FEDERAL officials are pointing to visibility problems as the cause of a fatal accident in West Virginia in February.

Staff Reporter
Poor visibility responsible for pinning death

Shuttle car operator John Myles, 44, was killed at the Pocahontas Coal Affinity complex in Raleigh County after being crushed by the battery end of a section scoop as he worked near the rib on the night of February 19.

According to the US Mine Safety and Health Administration’s final investigative report released Friday, the shuttle car operator could not perform his regular duties during the shift because his usual shuttle car was inoperative.
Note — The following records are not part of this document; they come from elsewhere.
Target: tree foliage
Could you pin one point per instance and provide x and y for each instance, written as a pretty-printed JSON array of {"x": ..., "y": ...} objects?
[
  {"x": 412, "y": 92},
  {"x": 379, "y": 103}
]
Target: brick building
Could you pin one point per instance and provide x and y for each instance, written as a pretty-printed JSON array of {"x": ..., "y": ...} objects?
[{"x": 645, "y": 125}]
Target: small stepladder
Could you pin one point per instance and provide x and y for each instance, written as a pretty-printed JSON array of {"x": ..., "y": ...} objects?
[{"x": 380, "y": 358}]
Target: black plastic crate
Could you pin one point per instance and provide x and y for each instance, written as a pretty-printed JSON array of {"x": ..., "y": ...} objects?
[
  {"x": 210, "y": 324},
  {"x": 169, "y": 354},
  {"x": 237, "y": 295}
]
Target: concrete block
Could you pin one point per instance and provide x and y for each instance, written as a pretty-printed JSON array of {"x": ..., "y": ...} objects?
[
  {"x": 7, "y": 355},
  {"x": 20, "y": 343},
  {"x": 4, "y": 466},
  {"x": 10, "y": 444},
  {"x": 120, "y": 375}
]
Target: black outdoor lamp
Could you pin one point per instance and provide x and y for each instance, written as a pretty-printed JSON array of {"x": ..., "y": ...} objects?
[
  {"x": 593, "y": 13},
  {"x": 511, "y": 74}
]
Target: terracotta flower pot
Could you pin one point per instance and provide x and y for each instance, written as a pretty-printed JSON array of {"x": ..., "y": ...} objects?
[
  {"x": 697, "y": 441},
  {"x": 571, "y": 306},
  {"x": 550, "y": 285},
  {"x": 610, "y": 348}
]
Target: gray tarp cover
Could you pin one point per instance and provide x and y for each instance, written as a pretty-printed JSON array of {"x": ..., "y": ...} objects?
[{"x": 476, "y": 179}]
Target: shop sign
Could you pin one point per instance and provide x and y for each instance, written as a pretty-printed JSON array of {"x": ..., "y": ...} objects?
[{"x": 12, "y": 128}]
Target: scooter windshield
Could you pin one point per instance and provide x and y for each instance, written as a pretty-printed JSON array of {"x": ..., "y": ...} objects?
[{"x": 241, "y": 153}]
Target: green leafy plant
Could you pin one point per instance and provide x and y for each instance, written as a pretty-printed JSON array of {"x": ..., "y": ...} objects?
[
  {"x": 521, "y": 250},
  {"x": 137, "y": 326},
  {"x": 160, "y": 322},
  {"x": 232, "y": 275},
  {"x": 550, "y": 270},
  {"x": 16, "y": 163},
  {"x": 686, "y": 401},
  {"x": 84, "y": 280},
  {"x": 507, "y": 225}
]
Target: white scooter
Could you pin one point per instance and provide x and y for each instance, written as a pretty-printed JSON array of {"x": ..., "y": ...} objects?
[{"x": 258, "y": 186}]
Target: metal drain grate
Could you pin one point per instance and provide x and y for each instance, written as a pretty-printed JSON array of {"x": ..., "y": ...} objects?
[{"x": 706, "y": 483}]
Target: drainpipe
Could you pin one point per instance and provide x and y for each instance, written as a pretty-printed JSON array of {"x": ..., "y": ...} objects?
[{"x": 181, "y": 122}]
Myles was instructed to help scoop operator Justin Ward clean some areas of the section by shoveling loose material along the coal ribs after each area was scooped.

While Ward operated the scoop and pushed loose coal into the number 6 entry face, he observed Myles shoveling in the number 18 crosscut between the number 6 and 7 entries.

When Ward finished cleaning the number 6 entry, he backed the scoop into the crosscut between the number 5 and number 6 entries (opposite the area he had last seen Myles working in).

“The number 18 crosscut between the number 5 and 6 entries had been previously cleaned but Ward began cleaning it a second time to make it easier for Myles to shovel,” MSHA said.

“As the scoop backed into the crosscut, Ward heard a noise which caused him to stop. He twice yelled for Myles but did not receive an answer.

“Ward then exited the scoop and walked along the operator’s side to the rear of the machine. He observed Myles pinned underneath the batteries of the scoop.”

The final investigative report stated that the accident occurred because Ward’s visibility from the operator’s cab was compromised.

“The accident occurred because the operator of the scoop on the number 3 section did not have the ability to clearly see and react to persons working in close proximity to the machine while it was in motion.

“The operator’s visibility was reduced because the machine was being operated in the reverse direction while the batteries were in an elevated position and while extraneous supplies were located on top of the machine in the operator’s field of view in an area of limited seam height.

“The canopy of the scoop was adjusted due to the seam height to allow the machine to travel to any area of the section, which further limited the viewing area from the operator’s deck of the scoop.”

MSHA issued four notices shortly after the accident to ensure that safeguards are implemented to prevent visibility hazards.

A permissible proximity detection system, capable of detecting the presence of miners and disengaging the equipment’s movement, was installed by the mine operator.

Myles had four years experience as a miner and had worked at Affinity for 14 months prior to the incident.

Affinity, which is owned by Russian operator Metinvest BV, employs 212 workers.

It has received 61 federal enforcement actions from the MSHA so far in 2013 – all are still unassessed.

Myles’ death, which has been classified by MSHA as powered haulage, was the sixth this year in US coal.

He was the second miner over two weeks in February to lose his life at the Affinity mine.

As of August 5, there have been 11 coal fatalities.